Amy Ruth's is a huge maze of a restaurant. We were led through one room of people, past another packed dining room, by the kitchen, up the stairs, and into another, less full room of hungry, happy, fried chicken eating customers. We were thrown a couple of menus, and the hostess, who as B aptly described 'wasn't exactly full of the charms of spring', left us.

But any lack of charm from our waitress was soon made up for by a much friendlier server bringing us huge cups of iced water, warm cornbread, and melting butter. He took our order (efficiency is not lacking here), and we had pretty much eaten both slices of the sweet, fluffy cornbread, slathered in salty butter of course, before our order had even made it to the kitchen.

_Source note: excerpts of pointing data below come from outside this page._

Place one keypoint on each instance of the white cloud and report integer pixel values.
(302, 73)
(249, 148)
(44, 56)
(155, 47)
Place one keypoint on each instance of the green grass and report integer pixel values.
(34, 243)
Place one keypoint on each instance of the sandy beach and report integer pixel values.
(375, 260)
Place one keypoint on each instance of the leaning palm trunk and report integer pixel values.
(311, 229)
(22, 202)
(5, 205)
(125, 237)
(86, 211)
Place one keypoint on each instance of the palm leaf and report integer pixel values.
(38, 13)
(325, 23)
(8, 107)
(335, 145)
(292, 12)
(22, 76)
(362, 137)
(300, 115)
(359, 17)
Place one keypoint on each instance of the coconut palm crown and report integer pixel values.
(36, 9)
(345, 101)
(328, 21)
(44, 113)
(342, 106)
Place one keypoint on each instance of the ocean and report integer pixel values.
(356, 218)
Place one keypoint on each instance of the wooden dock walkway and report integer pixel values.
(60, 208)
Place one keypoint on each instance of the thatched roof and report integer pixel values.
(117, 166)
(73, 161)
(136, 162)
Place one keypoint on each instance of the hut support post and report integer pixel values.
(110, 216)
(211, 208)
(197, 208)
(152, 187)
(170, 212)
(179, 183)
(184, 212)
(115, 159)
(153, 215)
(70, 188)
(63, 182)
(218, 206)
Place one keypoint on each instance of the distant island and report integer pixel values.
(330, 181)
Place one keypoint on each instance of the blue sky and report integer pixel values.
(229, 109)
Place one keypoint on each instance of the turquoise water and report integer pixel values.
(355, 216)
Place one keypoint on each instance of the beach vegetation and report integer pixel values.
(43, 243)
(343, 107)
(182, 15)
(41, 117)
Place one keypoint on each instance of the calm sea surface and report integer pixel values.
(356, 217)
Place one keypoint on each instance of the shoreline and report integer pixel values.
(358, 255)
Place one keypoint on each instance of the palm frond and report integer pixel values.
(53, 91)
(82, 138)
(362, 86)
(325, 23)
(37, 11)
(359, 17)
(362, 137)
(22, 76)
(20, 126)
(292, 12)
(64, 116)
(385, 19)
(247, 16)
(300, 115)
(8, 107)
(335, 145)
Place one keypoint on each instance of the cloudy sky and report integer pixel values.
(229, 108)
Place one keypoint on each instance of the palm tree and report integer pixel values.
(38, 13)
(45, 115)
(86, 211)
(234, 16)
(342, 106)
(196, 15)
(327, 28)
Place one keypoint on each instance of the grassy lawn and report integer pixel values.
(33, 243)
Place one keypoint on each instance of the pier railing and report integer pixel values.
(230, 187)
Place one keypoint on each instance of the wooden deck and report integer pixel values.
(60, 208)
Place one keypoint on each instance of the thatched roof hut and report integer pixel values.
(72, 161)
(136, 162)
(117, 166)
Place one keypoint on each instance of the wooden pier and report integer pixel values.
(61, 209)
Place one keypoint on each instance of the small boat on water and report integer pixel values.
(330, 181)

B decided he wasn't going to skimp on any part of this experience, so ordered a half-lemonade, half iced tea, which was sickly sweet, wonderfully refreshing, and, had we not been so in need of a big boost of sugar, would probably have led us head first into the strongest of sugar crashes.

Our chicken was soon delivered, and we were faced once again with the reality of astounding American portion sizes. One wonderfully thick waffle was topped with they most humungous fried chicken thigh, served with three extra portions of butter, and a huge bottle of syrup. This made my previous (British) chicken and waffle experience seem rather sad in comparison. It also made my love for this wonderfully unhealthy dish even stronger. 

But we weren't here just for the waffles. When there's an item on the menu called the 'Barack Obama', there was no way we were leaving without having it. A huge side of chicken (it seemed to be the majority of a chicken had been placed whole in the frier, and then put on our plate) had been cooked to juicy, moist, crispy-exterior perfection. It was served with our choice of sides – mac and cheese and collard greens – because we definitely needed some more carbs and fat with this meal, and having some green on one of our plates made us feel slightly healthier. Who am I kidding? The greens were dotted with meat and were salty and delicious, and totally unhealthy too. It was fabulous.

There's nothing apologetic, nothing fancy, and nothing not to love about Amy Ruth's. If you're looking for some proper Southern food, I've not yet found anything better in NYC.